This ticket serves as the main placeholder for the functionality for looking up entity terms from elastic search rather than SQL.
@Addshore wrote this shortly before going on vacation, and this ticket likely needs a bit more love.
Why
There are many use cases that require an entities terms or multiple entities terms (labels descriptions and aliases) to be known.
These are currently looked up from the wb_terms table, rather than loading the whole entity JSON.
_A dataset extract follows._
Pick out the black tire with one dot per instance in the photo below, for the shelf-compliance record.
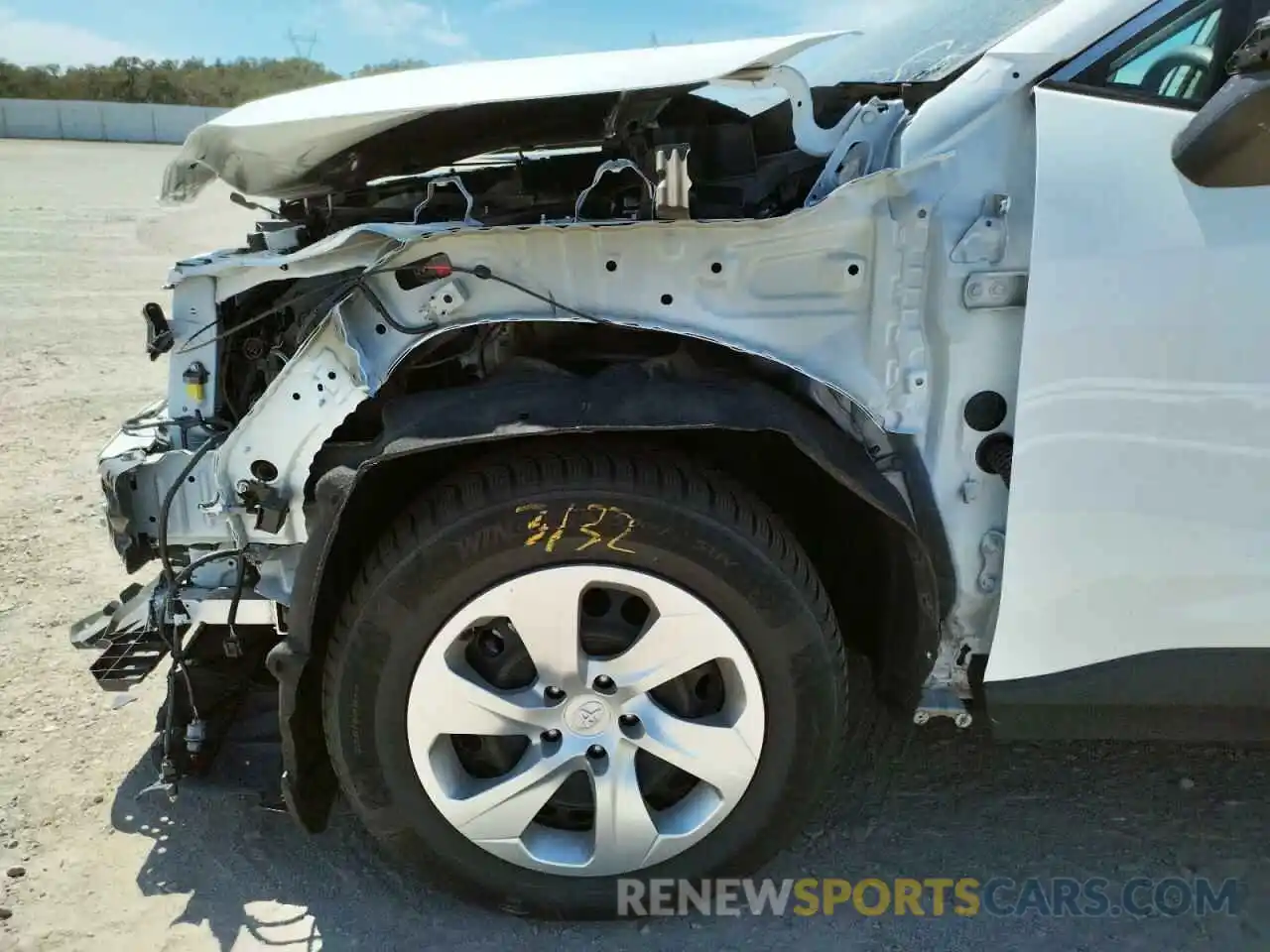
(695, 527)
Currently in SQL these lockups are batched by # of entities, with batch sizes of 9
https://github.com/wikimedia/mediawiki-extensions-Wikibase/blob/128707d2aaa9ba2fadd384af6d7033c43070e69a/lib/includes/Store/Sql/TermSqlIndex.php#L611-L613
Elasticsearch allows faster lookups for complex cases compared to SQL, when many languages are requested (for fallback) or hundreds of entities are requested (large lookups).
The ongoing modifying the terms storage in SQL will also likely make the current performance for these lookups decrease slightly.
Rate
Tracking was added to see how many of these bulk lookups occur
https://github.com/wikimedia/mediawiki-extensions-Wikibase/blob/128707d2aaa9ba2fadd384af6d7033c43070e69a/lib/includes/Store/Sql/TermSqlIndex.php#L616-L618
The data can be seen on https://grafana.wikimedia.org/d/000000548/wikibase-wb_terms?refresh=30s&orgId=1
This indicates anywhere between 150k and 350k bulk lookup requests per minute.
How
Elastic search uses the pageid as the document ID for storage, Wikibase can do a single sql lookup from entity ID -> page id to allow for efficient document fetching in elastic search rather than a search using an entity id as a search term.
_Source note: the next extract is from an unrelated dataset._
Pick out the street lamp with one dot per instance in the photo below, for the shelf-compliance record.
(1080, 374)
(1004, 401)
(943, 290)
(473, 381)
According to Discovery-ARCHIVED this could also mean that a large increase in hit rate for these lookups to elastic search would be fine due to the document id / page id dictating where the record is (needs testing)
Examples of lookup by entity id and by page id can be seen in P8373
Dealing with stale data
Elastic search can be out of date due to maintenance or slow running jobs.
Our lookup needs to be up to date.
A fallback and check may be needed
- Lookup in ES, and get the revid?
- For entities that have newer revisions fallback to sql storage and perform the lookup there
Possible rollout
It would make the most sense to start with the larger more complex queries, such as lookups that require over 5 languages, or over 10 entities.